Poaching was the core problem. Amur leopard pelts had been prized on East Asian black markets for decades. From the mid-2000s, Russia and China significantly stepped up enforcement: Russia raised fines for hunting protected big cats to the equivalent of several thousand euros per offense, with prison sentences for repeat violations. Poaching has since fallen sharply.
A single incident illustrates the scale of the historical threat: in 2007, a wildfire swept across 200 square kilometers of southwestern Primorye, destroying a substantial portion of the remaining leopard habitat. At that moment, there were fewer wild Amur leopards than rhinoceroses in some Central African national parks.
A national park and cross-border cooperation
The turnaround began with structural measures. Russia established the Land of the Leopard National Park in 2012 in southwestern Primorye, a 2,799-square-kilometer protected area designated specifically for the Amur leopard and the Amur tiger. Creating a contiguous protected zone free of logging and hunting proved decisive: in an intact habitat, populations of key prey species, mainly roe deer and sika deer, recover, and with them the ecological foundation for the leopard.
An international dimension was added in 2014. Russian and Chinese biologists signed a cooperation agreement and installed 214 camera traps on both sides of the border in the Changbai Mountains. Through genetic analysis and image matching, every individual animal can now be identified and tracked across the border. The Hunchun Nature Reserve on the Chinese side and the national park on the Russian side form a single connected protected landscape.
What the numbers conceal
128 to 130 animals sounds like a stable population. In population biology, however, a group below 500 individuals is considered fragile: genetic impoverishment and random events such as disease outbreaks or wildfires can rapidly destabilize a population. Scientists at the Russian Academy of Sciences warn that the animals remain concentrated in a geographically small area, and a single disease outbreak could have severe consequences.
This explains the second conservation goal: 60 more animals are to be settled in former range areas north of the current core population. Initial reintroduction efforts are underway at the Lazovsky Nature Reserve in central Primorye. Whether an independent second population can establish itself there remains open.

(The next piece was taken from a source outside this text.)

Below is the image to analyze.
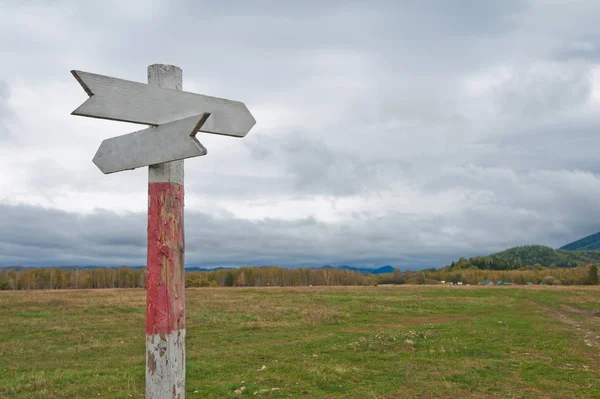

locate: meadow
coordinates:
[0,285,600,399]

Captive breeding as a safety net
Alongside the wild population, the World Association of Zoos and Aquariums (WAZA) coordinates a global captive breeding program. Around 200 Amur leopards live in zoos worldwide. These animals serve as a genetic reserve if the wild population faces collapse, and are intended for reintroduction as wild numbers continue to grow. European zoos participate in the program.
What comes next
The International Union for Conservation of Nature (IUCN) has set a recovery target of at least 100 animals in the core range and 60 in a restored zone by 2030. Conservation efforts have already met the first goal. The second is only beginning. Russian-Chinese monitoring is set to expand to additional border sections in the coming years.
The world's rarest big cat is alive, and slowly becoming less rare.